Identification of right beneficiaries for the PDS can offer huge benefits with little intervention of channel members. But most of the times the grains do not reach the fair price shops. The lack of supply chain security systems provides enough room for an unholy nexus between warehouse managers, transporters and fair price shop owners, thus restraining the rights of real PDS beneficiaries. Theoretically, a good supply chain also promises efficient money flow from the end consumers to producers.

Unfortunately, the PDS supply chain supports the flow of corrupted money along the channel members. An agro-economist remarks on a recent article that highlights the PDS officials’ demand to fair price shop owners to forfeit `15,000 per month for regular supply. The fair price shop owners are forced to forward the burden to consumers by denying product supply to consumers and/ or reduced quantity. Transporters and other PDS supply chain members are not infrequently involved in selling the products in the black market.

While most people falling under APL may not exact any of the facilities, there is little change in the buying patterns of tier II cities and the villages.  Singh says, “Food grains may be rotting, but officials will not put more grains on the market. Officials are worried that prices may fall. So there’s a tendency to hoard, which are then put on the market when the prices are high.”

For Want Of Equitable distribution

The entire system of PDS hinges on the theory of equitable distribution of grains to the poor. The government and the Supreme Court of India have chalked out schemes, such as food coupons, Food Security Bill, Unique Identification Authority of India, etc.

The food coupons scheme will offer direct subsidy to the poor, who can avail of this to buy the quota of grains allotted for a family. However, there were glitches such as an assurance that all BPL and AAY would receive the coupons. To overcome any chance of this, the UPA government has awarded HCL and its consortia the contract to implement the food coupons scheme by linking it with the UIDAI. This is expected to take 16-18 months over four phases. There are suggestions that HCL should also consider the inclusion of census information and data. The food coupon system will be a tool that will facilitate food security. The caveat here is that if correct identification of the poor does not happen at the village level, it renders the scheme worthless.

Meanwhile, the Food Security Bill is still in the draft stage, and is being looked at by the National Advisory Council (NAC) comprising a special panel of educationists, NGOs, among others. The bill, if passed in the Parliament, would entitle poor families to receive 35 kgs of grains every month.

In all the solutions suggested and being followed, a most constructive one that would work in the long-term is linking the PDS with the UIDAI. Data of the poor can be collected from the village Panchayat for those who will live in villages. The tier II cities might face problems, as it comprises mainly migrants. But they could be given one identity. Rajaguru says, “The UIDAI will bring in transparency, because the government will have captured data of 90 percent of the population through the Census. That will help them design all kinds of policies around the 90 percent. The entire FCI concept will go for a toss, because the poor can buy based on the UIDAI.”
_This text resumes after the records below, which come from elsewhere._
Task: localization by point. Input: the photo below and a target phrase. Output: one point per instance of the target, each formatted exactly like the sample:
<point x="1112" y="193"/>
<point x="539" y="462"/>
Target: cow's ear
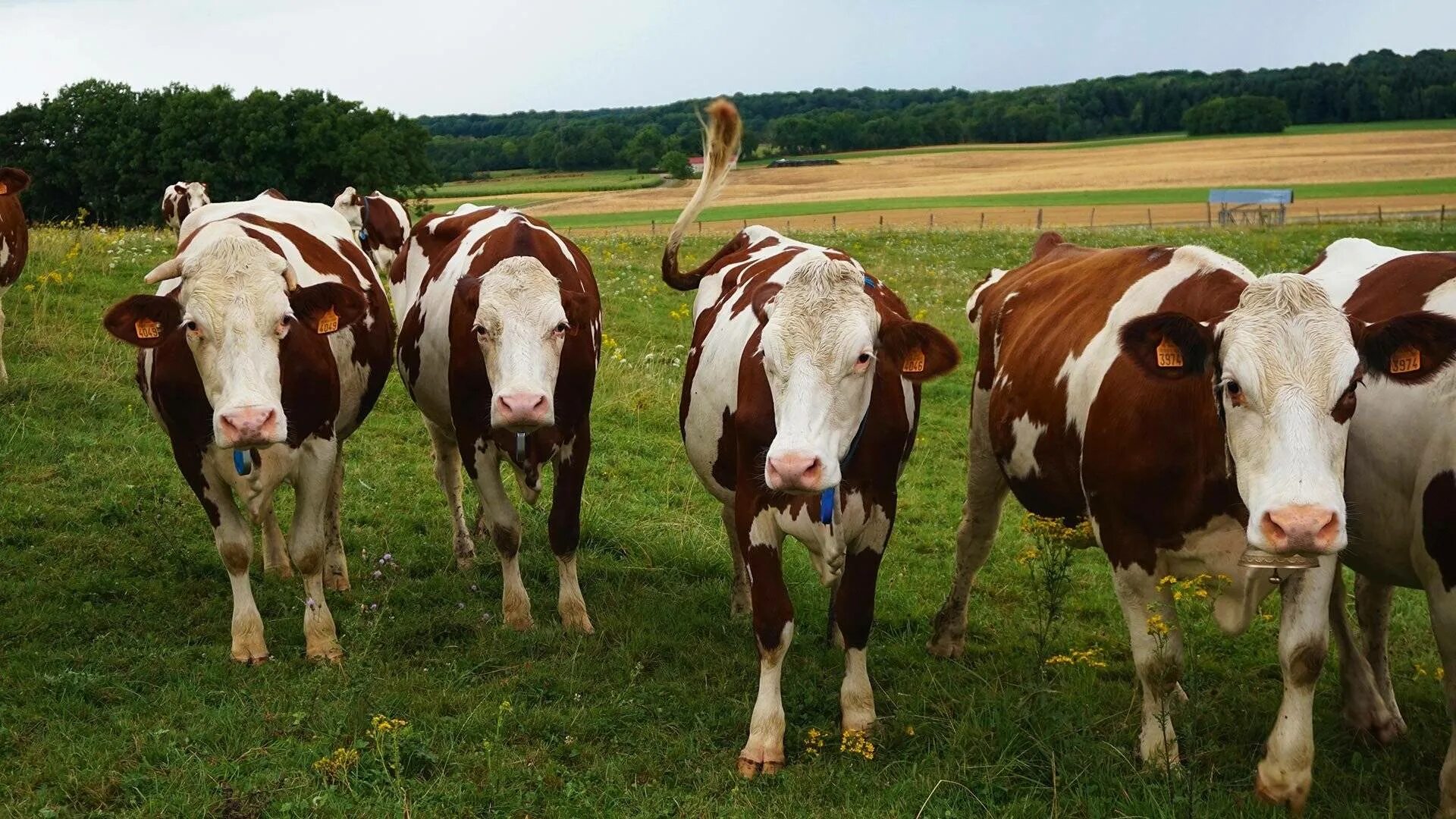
<point x="143" y="321"/>
<point x="327" y="306"/>
<point x="579" y="311"/>
<point x="764" y="300"/>
<point x="14" y="181"/>
<point x="919" y="350"/>
<point x="1168" y="346"/>
<point x="1407" y="349"/>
As the UIDAI commissioned system expects to capture data on each and every citizen’s biometric, tax, demographic and personal information details, the proposed time limit for the accomplishment of project seems rational. Many countries introduced such a kind of systems decades ago. Considering the vast Indian population, their living patterns and social circumstances, the proposed project is a challenging one.

Meanwhile, the grains continue to rot.